Zum Entkoppeln nimmt man z.B. sowas

http://www.pollin.de/shop/dt/ODEzOT...ente/Montagematerial/Schwingungsdaempfer.html

Gruß Nori (bei obigen Anbieter gibt's auch noch andere Ausführungen zum Schnapperpreis!)


----------



## CityCobra (13. Juni 2013)

Angie66 schrieb:


> Ich würde in irgendeiner Ecke, ein separates Häuschen bauen.
> Aus Stein vielleicht?! Oder Holz?!
> wirkt obendrein noch dekorativ.
> Ich hab beim Stöbern einige schöne Pumpenhäuschen gesehen. Schau dich mal um.

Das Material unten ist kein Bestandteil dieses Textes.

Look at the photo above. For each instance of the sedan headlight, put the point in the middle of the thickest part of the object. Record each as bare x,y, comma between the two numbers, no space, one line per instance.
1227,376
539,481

Hat jemand einen Tipp wo man ein solches Pumpenhaus bekommt, ich konnte bisher nichts finden außer selbst gebauten Pumpenhäuschen.
Alternativ wäre ein Bauplan ganz hilfreich, falls jemand sowas zur Hand hat.
Ich werde jetzt erstmal die Noppenfolie von der Pumpe entfernen, nicht das mir die Pumpe deswegen noch verreckt.
Dann stehe ich wieder am Anfang, aber Eure Tipps sind schon mal sehr hilfreich und nützlich.
Fakt ist das ich versuchen werde meinen Nachbarn entgegen zu kommen um den Lärmpegel zu senken, ich muss mir jetzt nur noch ein paar Gedanken machen wie ich das am besten umsetze.


----------



## Lucy79 (13. Juni 2013)

*AW: Gartenpumpe leiser machen? Nachbarn fühlen sich vom Lärm gestört*

ne Hundehütte    Styropor drinnen ankleben, fertig


----------



## Joerg (13. Juni 2013)

*AW: Gartenpumpe leiser machen? Nachbarn fühlen sich vom Lärm gestört*

Hallo CityCobra,
ich würde an der Seite zum Nachbarn eine Schallschutzmatte anbringen. Diese sind nicht teuer und dämpfen den Schall gut ab.
Die anderen Seiten kannst du dann wegen der Belüftung der Pumpe offen lassen.


----------



## CityCobra (13. Juni 2013)

Joerg schrieb:


> Hallo CityCobra,
> ich würde an der Seite zum Nachbarn eine Schallschutzmatte anbringen. Diese sind nicht teuer und dämpfen den Schall gut ab.
> Die anderen Seiten kannst du dann wegen der Belüftung der Pumpe offen lassen.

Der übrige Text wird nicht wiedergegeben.